Mon retour fut retardé par l’absence du médecin anglais que je voulais consulter. Il me fallut courir après lui de maison en maison chez une dizaine de ses cliens. Je l’amenai enfin au chevet de Théobald. Le malade dormait d’un sommeil agité. Le docteur lui tâta le pouls, griffonna une ordonnance et partit en hochant la tête.

— Je reviendrai tantôt, dit-il, je crains une fièvre cérébrale ; mais il se peut que je me trompe.

Le soir, il m’annonça qu’il ne s’était pas trompé. A. dater de ce moment, je ne quittai guère Théobald. Sa maladie, si elle fut pénible à voir, fut heureusement fort courte. Il délira jusqu’à sa dernière heure. Les étranges paroles de regret, d’aspiration, d’extase ou de terreur que lui inspiraient les tableaux qu’il croyait voir, ont laissé dans mon esprit une impression durable. Cela ressemblait à une page arrachée à quelque tragédie antique.

Huit jours plus tard, on l’enterrait dans le petit cimetière protestant qui se trouve sur la route de Fiésole. Malgré l’isolement volontaire où le défunt avait vécu pendant de longues années, une demi-douzaine de ses compatriotes suivirent le convoi, — entre autres Mme Coventry, que je rencontrai après la cérémonie.

— Eh bien ! me demanda-t-elle, la fameuse madone, l’avez-vous vue ?

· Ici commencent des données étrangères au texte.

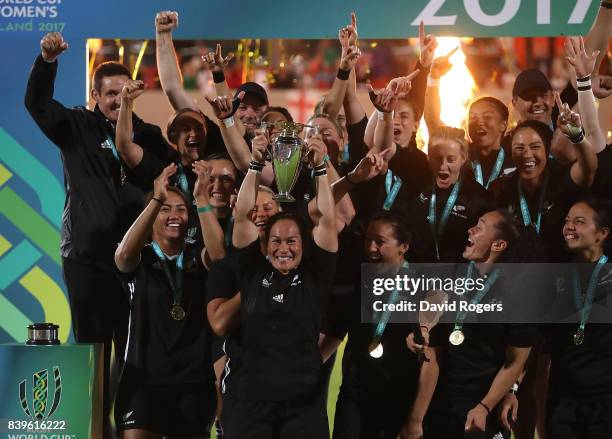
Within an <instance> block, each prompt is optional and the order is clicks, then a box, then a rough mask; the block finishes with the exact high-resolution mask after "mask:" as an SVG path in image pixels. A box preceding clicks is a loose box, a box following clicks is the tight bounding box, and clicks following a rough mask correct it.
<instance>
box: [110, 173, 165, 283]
mask: <svg viewBox="0 0 612 439" xmlns="http://www.w3.org/2000/svg"><path fill="white" fill-rule="evenodd" d="M175 172H176V165H175V164H174V163H172V164H170V165H168V166H166V167H165V168H164V170H163V171H162V173H161V174H160V175H159V177H157V178H156V179H155V182H154V183H153V198H152V199H151V201H149V204H147V205H146V207H145V208H144V210H143V211H142V213H141V214H140V215H139V216H138V218H136V221H134V223H133V224H132V226H131V227H130V228H129V230H128V231H127V232H126V234H125V236H124V237H123V239H122V240H121V243H120V244H119V247H117V250H116V251H115V265H117V268H118V269H119V271H121V272H122V273H130V272H132V271H134V269H135V268H136V267H137V266H138V264H139V263H140V252H141V251H142V248H143V247H144V246H145V244H146V243H147V241H148V240H149V238H150V236H151V229H152V227H153V223H154V222H155V218H157V214H158V213H159V211H160V209H161V207H162V205H163V204H164V202H165V201H166V198H167V196H168V192H167V190H168V186H169V184H170V182H169V178H170V176H172V175H173V174H174V173H175Z"/></svg>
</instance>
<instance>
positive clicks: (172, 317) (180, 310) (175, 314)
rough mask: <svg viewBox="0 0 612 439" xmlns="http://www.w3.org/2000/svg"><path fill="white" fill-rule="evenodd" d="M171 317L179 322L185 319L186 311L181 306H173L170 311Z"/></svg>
mask: <svg viewBox="0 0 612 439" xmlns="http://www.w3.org/2000/svg"><path fill="white" fill-rule="evenodd" d="M170 316H171V317H172V318H173V319H174V320H177V321H178V320H183V319H184V318H185V310H184V309H183V307H182V306H181V305H176V304H175V305H172V308H171V309H170Z"/></svg>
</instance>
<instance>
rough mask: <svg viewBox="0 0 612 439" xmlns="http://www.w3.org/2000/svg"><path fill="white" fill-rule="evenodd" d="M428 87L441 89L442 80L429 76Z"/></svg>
mask: <svg viewBox="0 0 612 439" xmlns="http://www.w3.org/2000/svg"><path fill="white" fill-rule="evenodd" d="M427 87H440V79H434V78H432V77H431V76H428V77H427Z"/></svg>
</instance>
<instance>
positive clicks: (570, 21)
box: [567, 0, 593, 24]
mask: <svg viewBox="0 0 612 439" xmlns="http://www.w3.org/2000/svg"><path fill="white" fill-rule="evenodd" d="M592 2H593V0H576V6H574V10H573V11H572V15H570V19H569V20H568V22H567V23H568V24H580V23H582V22H583V21H584V17H585V16H586V13H587V11H588V10H589V6H591V3H592Z"/></svg>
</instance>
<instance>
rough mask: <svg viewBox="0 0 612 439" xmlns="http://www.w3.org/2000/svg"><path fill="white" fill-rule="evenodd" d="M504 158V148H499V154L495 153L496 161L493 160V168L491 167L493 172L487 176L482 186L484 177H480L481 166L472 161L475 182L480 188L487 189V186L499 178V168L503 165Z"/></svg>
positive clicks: (504, 156) (476, 161)
mask: <svg viewBox="0 0 612 439" xmlns="http://www.w3.org/2000/svg"><path fill="white" fill-rule="evenodd" d="M505 158H506V153H505V152H504V148H500V149H499V152H498V153H497V159H496V160H495V166H493V170H492V171H491V175H489V179H488V180H487V184H484V177H483V176H482V165H481V164H480V162H479V161H478V160H474V161H473V162H472V169H473V170H474V176H475V177H476V181H477V182H478V183H480V185H481V186H484V188H485V189H489V185H490V184H491V183H493V181H494V180H495V179H496V178H497V177H499V174H500V172H501V168H502V166H503V165H504V159H505Z"/></svg>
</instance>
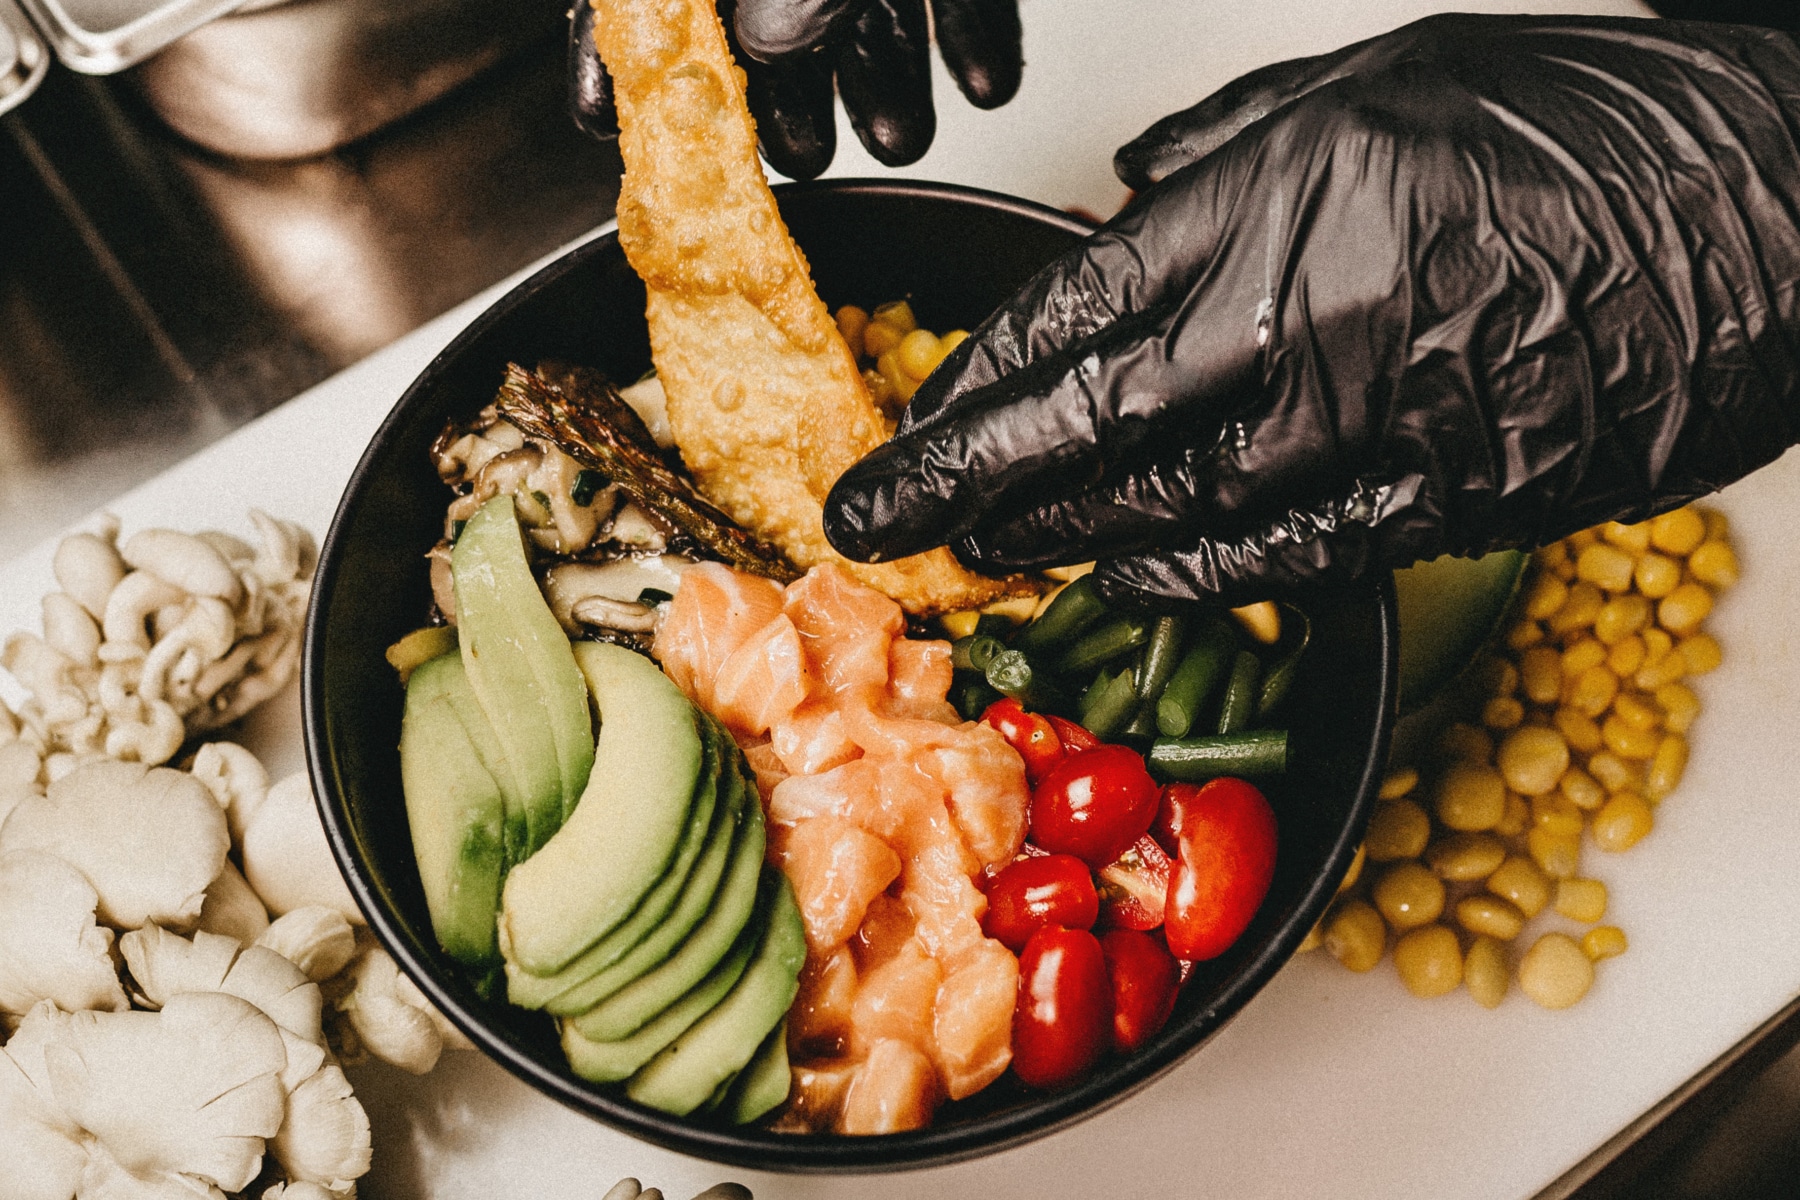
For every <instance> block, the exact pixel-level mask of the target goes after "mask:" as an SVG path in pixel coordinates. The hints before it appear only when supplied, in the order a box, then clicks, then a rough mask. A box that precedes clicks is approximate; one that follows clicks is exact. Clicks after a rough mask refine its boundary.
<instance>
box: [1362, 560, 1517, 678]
mask: <svg viewBox="0 0 1800 1200" xmlns="http://www.w3.org/2000/svg"><path fill="white" fill-rule="evenodd" d="M1526 561H1528V556H1526V554H1525V552H1523V551H1499V552H1496V554H1487V556H1483V558H1451V556H1447V554H1445V556H1444V558H1436V560H1433V561H1429V563H1418V565H1417V567H1408V569H1406V570H1397V572H1393V590H1395V597H1397V599H1399V610H1400V712H1402V714H1406V712H1415V711H1418V709H1422V707H1426V705H1427V703H1429V702H1431V700H1433V698H1435V696H1436V694H1438V693H1440V691H1444V689H1445V687H1447V685H1449V684H1453V682H1454V680H1456V676H1458V675H1462V671H1463V667H1467V666H1469V662H1471V660H1472V658H1474V657H1476V653H1478V651H1480V649H1481V648H1483V646H1485V644H1487V642H1489V639H1490V637H1494V631H1496V630H1498V628H1499V622H1501V619H1505V615H1507V608H1508V606H1510V604H1512V597H1514V596H1516V594H1517V592H1519V579H1521V578H1523V576H1525V563H1526Z"/></svg>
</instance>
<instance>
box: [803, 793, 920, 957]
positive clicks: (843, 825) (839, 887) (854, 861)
mask: <svg viewBox="0 0 1800 1200" xmlns="http://www.w3.org/2000/svg"><path fill="white" fill-rule="evenodd" d="M778 862H779V865H781V871H783V873H787V876H788V882H790V883H792V885H794V900H796V901H797V903H799V916H801V921H805V925H806V950H808V952H810V954H815V955H821V954H826V952H830V950H835V948H837V946H841V945H844V943H846V941H850V937H851V936H853V934H855V932H857V927H860V925H862V914H864V912H866V910H868V907H869V901H871V900H875V898H877V896H880V894H882V892H884V891H886V889H887V885H889V883H893V882H895V878H898V874H900V855H896V853H893V849H891V847H889V846H887V842H882V840H880V838H878V837H875V835H871V833H864V831H862V829H859V828H857V826H853V824H850V822H848V820H844V819H842V817H815V819H812V820H803V822H799V824H797V826H794V829H792V833H788V835H787V837H785V838H783V846H781V858H779V860H778Z"/></svg>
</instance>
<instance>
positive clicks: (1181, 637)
mask: <svg viewBox="0 0 1800 1200" xmlns="http://www.w3.org/2000/svg"><path fill="white" fill-rule="evenodd" d="M1186 630H1188V622H1186V621H1183V619H1181V617H1157V619H1156V624H1154V626H1150V642H1148V644H1147V646H1145V648H1143V662H1141V664H1139V666H1138V698H1139V700H1148V702H1154V700H1156V698H1157V696H1161V694H1163V689H1165V687H1168V680H1170V678H1174V675H1175V667H1179V666H1181V639H1183V635H1184V633H1186Z"/></svg>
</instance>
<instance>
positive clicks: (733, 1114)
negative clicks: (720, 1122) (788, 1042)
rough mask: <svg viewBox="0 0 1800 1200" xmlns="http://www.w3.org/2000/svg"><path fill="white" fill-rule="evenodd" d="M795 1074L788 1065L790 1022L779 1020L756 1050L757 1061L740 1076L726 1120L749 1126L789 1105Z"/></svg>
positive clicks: (733, 1087) (744, 1069)
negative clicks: (787, 1032) (786, 1021)
mask: <svg viewBox="0 0 1800 1200" xmlns="http://www.w3.org/2000/svg"><path fill="white" fill-rule="evenodd" d="M792 1083H794V1074H792V1072H790V1070H788V1061H787V1022H785V1020H778V1022H776V1027H774V1029H770V1031H769V1036H767V1038H763V1043H761V1045H760V1047H756V1058H752V1060H751V1063H749V1065H747V1067H745V1069H743V1070H740V1072H738V1078H736V1079H734V1081H733V1085H731V1096H729V1097H727V1099H725V1105H724V1108H725V1119H727V1121H731V1123H734V1124H749V1123H751V1121H756V1119H758V1117H761V1115H763V1114H765V1112H769V1110H770V1108H776V1106H778V1105H781V1103H785V1101H787V1094H788V1088H790V1087H792Z"/></svg>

— Je l’ai vue, répliquai-je. Elle est à moi, — il me l’a léguée. Et je m’éloignai avec une brusquerie qui, je l’avoue, manquait d’urbanité. J’avais hâte de quitter Florence ; l’ombre du pauvre Théobald semblait planer sur la ville et l’assombrir. Mes malles étaient déjà faites et je comptais partir le soir même. En attendant, afin de dissiper ma tristesse, je me mis à me promener à travers les rues. Le hasard me conduisit devant San-Lorenzo. Me rappelant une phrase de Théobald à propos du premier essai de Michel— Ange, j’entrai dans l’église et je me trouvai tout à coup en face d’une femme qui se levait après avoir terminé sa prière. Le châle noir, qui formait autour de sa tête une draperie pittoresque, encadrait le visage de la madone de l’avenir. Elle s’arrêta en me reconnaissant. Ses yeux brillaient, son ample poitrine se soulevait d’une façon qui présageait des reproches. Mon air attristé apaisa sans doute son ressentiment, car elle m’adressa la parole d’un ton dont une sorte de résignation maussade tempérait l’amertume.